「面白さは歴代作品に引けを取らない」007 ノー・タイム・トゥ・ダイ 耶馬英彦さんの映画レビュー(感想・評価)
面白さは歴代作品に引けを取らない
本作品には全編を通じてどこか物悲しい雰囲気が漂っている。監督が違うからなのか、ダニエル・クレイグの持つ雰囲気なのか、よくわからない。ショーン・コネリーやロジャー・ムーアのすっとぼけた女好きの中年男が、格好をつけながらも、その一方でスパイとしての凄腕を発揮するというお気軽なストーリーで、いつもハッピーエンドが待っていた。
しかし本作品のジェームズ・ボンドは、気障なシーンも気取って女を口説くシーンもなく、悲壮感さえ感じさせる。唯一、以前のボンドのようだったのが、アナ・デ・アルマスとのシーンだ。ダニエル・クレイグの前作「ナイブズ・アウト 名探偵と刃の館の秘密」で共演した美女である。ジェームズはアクションシーンをスマートにこなし、とても楽しそうだった。ダニエル・クレイグがアナ・デ・アルマスを大好きなのは間違いないと思う。しかし当方は芸能記者ではないのでそれ以上は追及しない。
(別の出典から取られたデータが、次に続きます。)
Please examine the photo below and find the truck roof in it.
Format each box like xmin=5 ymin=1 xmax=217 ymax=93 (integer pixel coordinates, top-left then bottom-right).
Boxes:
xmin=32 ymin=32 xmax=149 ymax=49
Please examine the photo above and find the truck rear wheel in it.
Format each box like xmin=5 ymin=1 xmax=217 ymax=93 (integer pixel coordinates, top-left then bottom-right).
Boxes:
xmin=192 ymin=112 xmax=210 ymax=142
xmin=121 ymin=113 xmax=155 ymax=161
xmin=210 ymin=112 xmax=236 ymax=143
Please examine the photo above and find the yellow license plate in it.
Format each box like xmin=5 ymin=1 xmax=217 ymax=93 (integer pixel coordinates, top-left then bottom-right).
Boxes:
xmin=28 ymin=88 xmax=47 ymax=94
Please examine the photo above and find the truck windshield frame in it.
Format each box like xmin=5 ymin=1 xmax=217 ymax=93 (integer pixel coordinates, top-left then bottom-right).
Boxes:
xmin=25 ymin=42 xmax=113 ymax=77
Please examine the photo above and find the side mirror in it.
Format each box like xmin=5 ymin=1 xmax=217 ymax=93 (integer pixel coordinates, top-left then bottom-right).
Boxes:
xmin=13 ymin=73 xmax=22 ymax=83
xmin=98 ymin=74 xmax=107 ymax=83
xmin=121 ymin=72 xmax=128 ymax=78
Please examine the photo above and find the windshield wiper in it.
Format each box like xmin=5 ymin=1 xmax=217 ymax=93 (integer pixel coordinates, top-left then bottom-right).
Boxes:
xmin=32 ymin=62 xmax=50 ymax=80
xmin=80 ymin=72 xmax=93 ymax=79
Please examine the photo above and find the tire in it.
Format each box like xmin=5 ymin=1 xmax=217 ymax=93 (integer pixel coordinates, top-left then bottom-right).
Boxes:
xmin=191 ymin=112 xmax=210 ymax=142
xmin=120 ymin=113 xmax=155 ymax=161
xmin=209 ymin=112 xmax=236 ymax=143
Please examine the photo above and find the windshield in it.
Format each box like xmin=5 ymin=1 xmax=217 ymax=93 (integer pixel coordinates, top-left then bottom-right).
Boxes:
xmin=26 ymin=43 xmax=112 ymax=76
ストーリーは多少強引なところもあるが、よく考えれば一本道である。次がどうなるのかが割とわかりやすくて、我ながらのめり込んで鑑賞した。ラストになって、あれ、もう終わり?と思ったほどだ。まったく長さを感じなかった。なんだかんだいっても007である。面白さは歴代作品に引けを取らない。それに本作品は物悲しさという点で異色である。オンリーワンのジェームズ・ボンドが完成したと思う。ダニエル・クレイグは見事だった。